The ideal product would fit 100 percent of customers.
In practice, this is almost impossible. Every customer wants slightly different features, workflows, integrations, and edge-case behavior. The more customers you have, the more divergent those needs become.
Let’s say you are building a customer service chatbot for your customers and you are providing a platform so that they can customize and monitor responses.
The traditional solution: feature flags everywhere
The usual approach is well known:
Add configuration options, add feature flags, add per-customer logic, add more abstraction layers.
This works, to a point. Most modern SaaS products are built this way. It gets harder to generalize over all the customers.
I think there is room for a better strategy.
A different approach: agent-first SaaS
Make the coding agent a core feature that improves your product.
Instead of building those feature flags, design a bunch of skills, prompts, commands, unit tests, and tools you can give to your agent to improve the code. The most important part is to let the agent reason over a feedback loop.
Keep your core product small, opinionated, and stable. Let agents like Claude Code, OpenCode, Cursor, and others improve it. At the end, your SaaS is just code, and agents are very good at producing code.
What’s interesting is that even non-technical people can get involved because they know how to prompt and report errors and non-functioning behaviors. In fact, they appear to be the best at it because they’re closer to real business. That paradigm puts the client in the loop, which is so valuable.
For open-source products designed this way, the main repository stays opinionated and minimal, but it comes equipped with the scaffolding that makes customization natural. The repo includes well-structured prompts, slash commands, and skills that serve as templates and extension points.
Here’s an example of drafted skills and commands to improve the product:
Prompts become the feature
If we take the customer service product example:
- One client wants a specific integration connected to custom enterprise tools for data gathering. Good: design prompts and skills that guide the coding agent to make that integration.
- Another client wants a customer service bot that focuses more on speed and tone of voice. Nice: design prompts and skills that make that possible.
Prompts become the feature. This helps you integrate not only for that customer but for all of them. Bet 100 percent on agents, at a point where agents are the wheel of your product, not humans anymore.

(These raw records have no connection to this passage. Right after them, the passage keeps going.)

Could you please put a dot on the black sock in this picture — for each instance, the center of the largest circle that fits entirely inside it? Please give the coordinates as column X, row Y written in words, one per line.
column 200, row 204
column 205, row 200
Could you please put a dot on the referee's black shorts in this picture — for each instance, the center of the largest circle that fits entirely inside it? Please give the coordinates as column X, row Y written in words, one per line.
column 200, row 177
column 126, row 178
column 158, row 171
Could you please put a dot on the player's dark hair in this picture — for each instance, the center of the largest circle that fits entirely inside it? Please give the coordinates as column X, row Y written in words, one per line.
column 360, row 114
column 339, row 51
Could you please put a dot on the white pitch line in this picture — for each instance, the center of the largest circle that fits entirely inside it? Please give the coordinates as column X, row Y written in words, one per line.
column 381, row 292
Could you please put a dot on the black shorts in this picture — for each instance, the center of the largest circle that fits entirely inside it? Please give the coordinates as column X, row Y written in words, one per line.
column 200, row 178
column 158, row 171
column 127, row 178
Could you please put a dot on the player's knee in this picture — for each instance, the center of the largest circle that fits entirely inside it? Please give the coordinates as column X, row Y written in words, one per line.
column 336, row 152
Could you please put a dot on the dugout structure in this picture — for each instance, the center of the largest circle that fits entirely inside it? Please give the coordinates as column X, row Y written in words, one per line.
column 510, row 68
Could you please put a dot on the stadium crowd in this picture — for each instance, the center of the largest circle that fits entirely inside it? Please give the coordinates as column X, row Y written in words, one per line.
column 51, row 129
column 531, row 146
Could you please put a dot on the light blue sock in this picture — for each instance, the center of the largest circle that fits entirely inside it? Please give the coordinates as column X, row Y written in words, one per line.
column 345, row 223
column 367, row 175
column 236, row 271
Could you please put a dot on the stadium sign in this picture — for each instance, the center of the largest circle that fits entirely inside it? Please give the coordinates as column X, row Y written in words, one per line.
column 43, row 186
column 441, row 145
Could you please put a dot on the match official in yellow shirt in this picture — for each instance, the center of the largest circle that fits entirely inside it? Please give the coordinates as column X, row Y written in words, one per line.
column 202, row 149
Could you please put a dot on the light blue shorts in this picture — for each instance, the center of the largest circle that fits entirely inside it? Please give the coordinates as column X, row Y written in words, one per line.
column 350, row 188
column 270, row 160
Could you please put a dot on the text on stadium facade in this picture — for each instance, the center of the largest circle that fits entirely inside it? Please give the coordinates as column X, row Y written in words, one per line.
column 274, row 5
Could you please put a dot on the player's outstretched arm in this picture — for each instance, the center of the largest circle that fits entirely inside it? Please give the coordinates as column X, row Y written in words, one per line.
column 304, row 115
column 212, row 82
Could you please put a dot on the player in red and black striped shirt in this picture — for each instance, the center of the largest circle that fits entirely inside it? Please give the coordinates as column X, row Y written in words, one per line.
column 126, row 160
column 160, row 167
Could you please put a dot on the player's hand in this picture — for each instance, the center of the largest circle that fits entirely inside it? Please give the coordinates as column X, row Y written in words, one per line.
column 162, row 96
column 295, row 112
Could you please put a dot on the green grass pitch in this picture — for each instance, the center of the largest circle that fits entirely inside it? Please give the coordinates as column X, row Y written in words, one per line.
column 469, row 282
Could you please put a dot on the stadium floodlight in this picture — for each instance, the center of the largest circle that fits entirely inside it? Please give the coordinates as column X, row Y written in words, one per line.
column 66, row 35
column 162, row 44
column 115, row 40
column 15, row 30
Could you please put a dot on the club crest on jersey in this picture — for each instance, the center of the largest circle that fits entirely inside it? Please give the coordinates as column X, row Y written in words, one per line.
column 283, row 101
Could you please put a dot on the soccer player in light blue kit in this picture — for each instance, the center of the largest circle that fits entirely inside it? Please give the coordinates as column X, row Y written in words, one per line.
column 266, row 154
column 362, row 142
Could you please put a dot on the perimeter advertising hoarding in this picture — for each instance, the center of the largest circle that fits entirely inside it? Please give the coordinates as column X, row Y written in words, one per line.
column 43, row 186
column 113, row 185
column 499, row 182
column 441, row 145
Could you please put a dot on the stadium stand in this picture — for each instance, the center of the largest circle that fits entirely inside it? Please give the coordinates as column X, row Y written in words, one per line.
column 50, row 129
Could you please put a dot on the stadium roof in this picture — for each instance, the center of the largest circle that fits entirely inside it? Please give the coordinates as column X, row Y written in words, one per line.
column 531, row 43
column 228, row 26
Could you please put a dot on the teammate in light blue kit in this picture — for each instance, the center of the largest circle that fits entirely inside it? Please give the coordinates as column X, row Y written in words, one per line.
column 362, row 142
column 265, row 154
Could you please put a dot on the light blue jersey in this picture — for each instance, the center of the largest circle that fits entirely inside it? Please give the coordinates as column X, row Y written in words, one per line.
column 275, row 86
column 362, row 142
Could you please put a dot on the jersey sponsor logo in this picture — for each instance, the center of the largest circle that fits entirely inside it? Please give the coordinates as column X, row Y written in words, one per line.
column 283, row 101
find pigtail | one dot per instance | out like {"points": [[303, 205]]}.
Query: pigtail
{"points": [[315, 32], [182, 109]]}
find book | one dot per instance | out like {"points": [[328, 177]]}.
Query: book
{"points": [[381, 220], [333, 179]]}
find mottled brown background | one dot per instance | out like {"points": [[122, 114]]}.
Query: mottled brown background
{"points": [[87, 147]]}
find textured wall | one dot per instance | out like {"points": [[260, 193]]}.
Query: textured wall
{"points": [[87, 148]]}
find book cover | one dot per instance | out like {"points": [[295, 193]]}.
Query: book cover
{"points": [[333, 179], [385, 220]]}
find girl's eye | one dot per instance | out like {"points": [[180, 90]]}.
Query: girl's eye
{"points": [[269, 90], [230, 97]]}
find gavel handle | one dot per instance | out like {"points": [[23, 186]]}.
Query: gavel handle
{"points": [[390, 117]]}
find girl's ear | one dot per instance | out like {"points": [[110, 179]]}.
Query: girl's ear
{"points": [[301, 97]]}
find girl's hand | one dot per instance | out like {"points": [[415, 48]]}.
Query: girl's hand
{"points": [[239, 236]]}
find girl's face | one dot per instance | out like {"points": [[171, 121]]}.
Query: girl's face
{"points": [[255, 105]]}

A new paradigm for open source
For open-source products, this paradigm is perfect because it enables engineers to customize it. If it is more accessible to customize complex software, way more people will find open-source products useful and contribute at a higher pace.
That makes me so excited.
Simba: an example of this approach in practice
To demonstrate how this works in reality, I built Simba - an open-source customer service assistant that embodies these principles.
Simba is built around one core idea: strong evals enable safe, automated customization.
Here’s a demo of the improvement loop with Claude Code being my coding agent in action:
The improvement strategy
Simba’s approach centers on a tight feedback loop between evaluation and code modification:
Continuous evaluation. You create an eval dataset of real or synthetic conversations that define correct behavior for your use case. Simba runs these evals and monitors performance continuously. Failures are detected automatically.
Structured failure reports. When evals fail, Simba produces a structured report with clear, actionable information about what broke and why - not just error messages, but context about the conversation, the expected behavior, and the deviation.
Coding agent integration. The report is exported directly to Claude Code. Claude sees the failures, the constraints, the expected behavior, and the existing code structure (prompts, tools, business logic).
Guided code updates. Claude updates prompts, tools, and logic based on this data. Because the repo is structured with clear extension points, Claude knows exactly where and how to make changes that fit the existing architecture.
Validation loop. You review the proposed changes, run them against your evals to verify improvements, and merge them into your fork.
No feature flags. No guessing. No manual prompt tweaking. The coding agent becomes directly responsible for improving the accuracy of the whole system, learning from real failures and iterating in a tight loop with your evaluation data.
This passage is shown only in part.